It seems like sales time is upon us again, although some retailers seem to be in a state of perennial discounting. I have been reading up on some of the research into how people react to sales and discounts and how retailers can use sales and discounts to their profit-boosting advantage. Unsurprisingly, that is a massive body of research, and it gives a lot of insight into not only the retail industry but also the cognitive reasoning strategies of the human mind.
One of the research papers I was reading referenced an article in the Harvard Business Review, which Oregon State University has made publicly available as a PDF here. It summarises a small sample of research findings regarding the effects of pricing on consumers, and is an easy read. The article is almost 10 years old now, so it’s interesting to think about both in terms of what is probably still true and what might have changed as the consumer landscape has evolved.
Have a read of the article and see what you think. Here are some of the findings it discusses, as well as my own thoughts about whether such findings would still hold true today:
- If you ask an average supermarket shopper what the price of an item is after they’ve just taken the item off the shelf, less than half of the shoppers will give an accurate answer.
I don’t find this particularly surprising for people of a particular economic position who aren’t being incredibly careful with their grocery spending – such a person is probably buying an item that they’ve bought before or is very similar to something they’ve bought before, so they probably know they can afford the price even if they don’t explicitly know what the price is. And I think once you get past perfunctory grocery shopping, people will start to know the prices of items better – if someone has just picked up a pair of jeans they intend to buy, it’s much more likely that they’ll know the price off the top of their heads, compared to if they’ve just picked up some milk or half a dozen eggs.
- Consumers pay attention to pricing cues such as sales signs, but retailers should be careful not to put too many sales signs out – a sale that’s too extensive seems to cheapen the products under certain conditions, and people are actually less keen to buy if there’s a profusion of sale signs absolutely everywhere.
I don’t know what contexts this is true for, because I think an established and respected department store, for example, could put a prodigious amount of sale signage out during sale time and people wouldn’t perceive the whole store as being “cheapened”. But if a store were to do that constantly, then I could certainly understand that it might have a cheapening effect in terms of people’s perceptions.
- We seem to use prices that end in a 9 as a cue to a bargain. In one experiment using a mail order catalogue, demand for a dress was higher when it was priced at $39 than when it was priced at $34. This is possibly because some retailers at some point did use prices ending in 9 for sale items (the article doesn’t say exactly when or where or to what extent, although it does say that J.Crew and Ralph Lauren used 00-cent endings for regularly priced merchandise and 99-cent endings for sale merchandise, which as far as I know is still true of J.Crew).
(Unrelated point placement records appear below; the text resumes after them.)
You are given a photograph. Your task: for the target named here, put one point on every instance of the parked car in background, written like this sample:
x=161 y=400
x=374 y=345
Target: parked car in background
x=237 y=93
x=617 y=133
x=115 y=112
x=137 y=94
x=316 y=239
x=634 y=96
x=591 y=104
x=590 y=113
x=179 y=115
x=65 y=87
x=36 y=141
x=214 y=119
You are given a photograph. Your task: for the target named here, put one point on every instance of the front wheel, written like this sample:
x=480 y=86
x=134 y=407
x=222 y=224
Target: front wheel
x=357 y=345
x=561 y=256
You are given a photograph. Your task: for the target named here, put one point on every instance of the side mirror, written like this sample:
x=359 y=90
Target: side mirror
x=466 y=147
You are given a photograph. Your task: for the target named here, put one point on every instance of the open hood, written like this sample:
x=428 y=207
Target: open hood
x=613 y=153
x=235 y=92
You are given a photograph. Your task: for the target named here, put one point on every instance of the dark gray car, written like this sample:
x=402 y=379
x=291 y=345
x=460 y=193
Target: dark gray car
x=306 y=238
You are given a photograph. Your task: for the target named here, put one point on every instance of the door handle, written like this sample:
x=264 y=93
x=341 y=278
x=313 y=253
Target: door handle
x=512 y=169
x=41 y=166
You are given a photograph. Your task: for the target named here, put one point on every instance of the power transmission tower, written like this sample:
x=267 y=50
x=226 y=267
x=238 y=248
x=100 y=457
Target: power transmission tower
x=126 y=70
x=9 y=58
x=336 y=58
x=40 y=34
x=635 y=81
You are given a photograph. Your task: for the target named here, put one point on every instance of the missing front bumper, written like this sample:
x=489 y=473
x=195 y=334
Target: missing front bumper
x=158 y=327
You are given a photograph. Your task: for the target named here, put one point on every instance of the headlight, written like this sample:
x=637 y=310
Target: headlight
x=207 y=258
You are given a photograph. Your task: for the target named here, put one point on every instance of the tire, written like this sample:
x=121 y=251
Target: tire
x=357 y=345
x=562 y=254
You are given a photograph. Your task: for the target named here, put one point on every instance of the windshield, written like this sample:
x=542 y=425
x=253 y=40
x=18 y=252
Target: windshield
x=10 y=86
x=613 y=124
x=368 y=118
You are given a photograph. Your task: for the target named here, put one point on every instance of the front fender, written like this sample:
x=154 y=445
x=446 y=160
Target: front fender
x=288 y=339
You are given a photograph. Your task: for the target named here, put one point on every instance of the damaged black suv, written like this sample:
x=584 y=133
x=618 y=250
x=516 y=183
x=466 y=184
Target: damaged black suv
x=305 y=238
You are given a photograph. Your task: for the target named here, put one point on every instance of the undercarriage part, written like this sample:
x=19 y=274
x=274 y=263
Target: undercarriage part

I think the price-ending-in-9 being used as a pricing cue to get the attention of consumers is something that has already been capitalised on, really, and therefore possibly isn’t true any more (or isn’t as true as it once was). I think enough retailers use prices that end in 9 for all their stock these days that consumers don’t have any sort of implicit assumption that 9 equals a bargain. I just had a quick look at the online stores for three major mid-range Australian clothes retailers and all three of them have prices that are in the format of either $xx9 or $xx9.95 for basically all full-priced items. I guess to a certain extent that little trick still works, as on a moment’s judgement $89 seems quite different from $90, and it makes it that little bit more difficult to do the mental arithmetic when buying multiple things. But I think a lot of people simply don’t have that mental association between a price ending in 9 and a sale price. Plus I think with the rise in popularity of online shopping and the possibility that people will be shopping in different currencies, fitting the price to particular formats is perhaps increasingly obsolete.
- Retailers use signpost items, so: even if people aren’t great at knowing or guessing the prices of a lot of things, there are some items that a lot of people might be familiar with when it comes to pricing. Retailers place such items prominently and at a considerable discount, which makes people think “Oh hey, that’s pretty cheap for that item – the rest of the stuff in the store is probably cheaper than average as well, perhaps!”. And that is why supermarkets always have packs of Coke or Pepsi or whatever out the front. They often lose money on those items because they discount them so heavily to attract people into the store.
I really hadn’t considered why there are almost always cans of drink stacked up outside a supermarket, but know that it’s pointed out, it’s kind of obvious in retrospect.
It is incredibly interesting to consider these points from the standpoints of both retailers and consumers. As a consumer, being aware of tactics that might be employed to coax you into a purchase is empowering. However, these tactics are unlikely to remain static – as consumers grow wise to current tactics and as their access to information increases (both in terms of understanding how retailers operate and in terms of having alternative options available in an increasingly busy global marketplace), retailers will have to keep changing their game. I would be very interested to know exactly how those tactics have changed in the 10 years since that article was written – the changes have surely been drastic, and the changes in the future will probably have to be even more innovative.